La Cour des comptes a souligné qu'il y a des marges de manoeuvre, des « dodus dormants », comme disent certains connaisseurs du secteur. Vous les connaissez comme moi. On peut améliorer le logement social tout en diminuant les crédits budgétaires. J'ai fait des propositions pour réduire l'impact sur les bailleurs : modulation du taux de TVA, plan de 6 milliards d'euros pour accompagner les efforts d'investissement.

Les discussions sont en cours, elles avancent. (Applaudissements sur les bancs des groupes LaREM, Les Indépendants et RDSE)

Mme Sophie Primas.  - La conférence de consensus que propose le président Larcher est une belle opportunité.

N'oubliez pas que c'est à la porte de la mairie du Havre que frappent les mal-logés, pas à celle de Matignon ! (Applaudissements sur les bancs des groupes Les Républicains et UC)

Malaise policier

Mme Sophie Joissains .  - Semaines tragiques pour nos policiers et nos gendarmes, touchés par une vague de suicides. Le taux de suicide avait décru en 2015 et 2016 ; cette baisse est finie.
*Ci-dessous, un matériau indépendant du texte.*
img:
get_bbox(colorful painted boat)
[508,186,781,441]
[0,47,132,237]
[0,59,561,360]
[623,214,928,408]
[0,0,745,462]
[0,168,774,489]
Certes, leur métier les expose à la mort, à la violence, à la misère humaine, mais le stress depuis la mise en place de l'état d'urgence a accru leur malaise et leur détresse. Le manque de reconnaissance et le manque d'effectifs n'y sont pas non plus étrangers. Selon un syndicat, 70 % des policiers estiment ne pouvoir faire face à leur charge de travail ; les formations seraient inadaptées.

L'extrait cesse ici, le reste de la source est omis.